It's tempting to say that the reason I'm with Josh is something as simple as the two of us both having disadvantages: me being trans and him being neuroatypical. But this idea turns love into a simple matter of economics — your match is only as good as you yourself are worth — and I don't think I'm being over-romantic in believing that my love for him goes far deeper than that.
Josh is the first person I’ve dated who I feel like I can be fully myself with, in large part because I know that he routinely tunes out other people’s judgments. What’s widely perceived as a disadvantage — finding it difficult to read social cues — also means that Josh isn’t preoccupied with how other people feel about his association with me. What matters most to him is the rapport between the two of us.

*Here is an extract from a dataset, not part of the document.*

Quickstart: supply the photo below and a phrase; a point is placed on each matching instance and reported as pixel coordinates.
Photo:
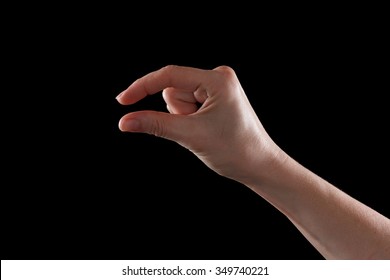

Having lived most of my life inordinately concerned with how other people see me, being with Josh allows me to understand that what matters is not other people’s perceptions, but the reality I actually experience with him. In this image-driven, media-saturated world, which Josh pays little attention to, he constantly reminds me that it’s more important for us to be happy than to look happy, for us to feel attractive to ourselves than for other people to perceive us as attractive, for us not to conform to society’s prescribed expectations of who to be and how to act.
Of course, our relationship isn’t perfect, and there have been times when Josh’s neuroatypicality has come between us. I once went out to dim sum with him and a couple of close friends, and I wanted him to make a good impression. I’ve mentioned to Josh that it’s good to maintain eye contact, and to try to pay attention even when you’re not particularly interested in what someone’s talking about, a nonverbal cue he’s had a hard time grasping.
Josh was fine for the first 30 minutes, but when we started talking about neighborhoods in New York, one of my friends wondered aloud what the most expensive areas are. Josh pulled out his phone to check Wikipedia and, as he tends to do, ended up spending the rest of the meal staring at his phone, only minimally paying attention to the conversation.
I felt this ingrained fear of how his behavior might reflect badly on me because of our association, and how my friends would perceive me having an inattentive boyfriend. But I learned from his example that I shouldn’t be overly concerned about the judgment of others, just like he has never made me feel like he cares how other people judge him because his girlfriend is trans. In the grand scheme of things, it didn’t really matter that he needed to do something else because he was getting bored, since his ADD made it hard for him to concentrate for long periods of time. Josh may give the impression of not paying attention, but in reality, no one else has ever perceived or understood me better.
Those who date neuroatypical people are often applauded for their charity, and the same is true for those who date trans people. But I’m not with Josh because I’m this overly generous creature who overlooks his neuroatypicality and is therefore deserving of a prize. I’m with him because I fell in love with him as a whole person, including the aspect of his mind that is distinct from most other people’s. What society sees as a disorder, I see as a big part of why the two of us are so good for each other. Just as I don’t think anyone should be considered brave for dating a trans person, I don’t consider myself special for loving someone neuroatypical. I consider myself lucky that he loves me back.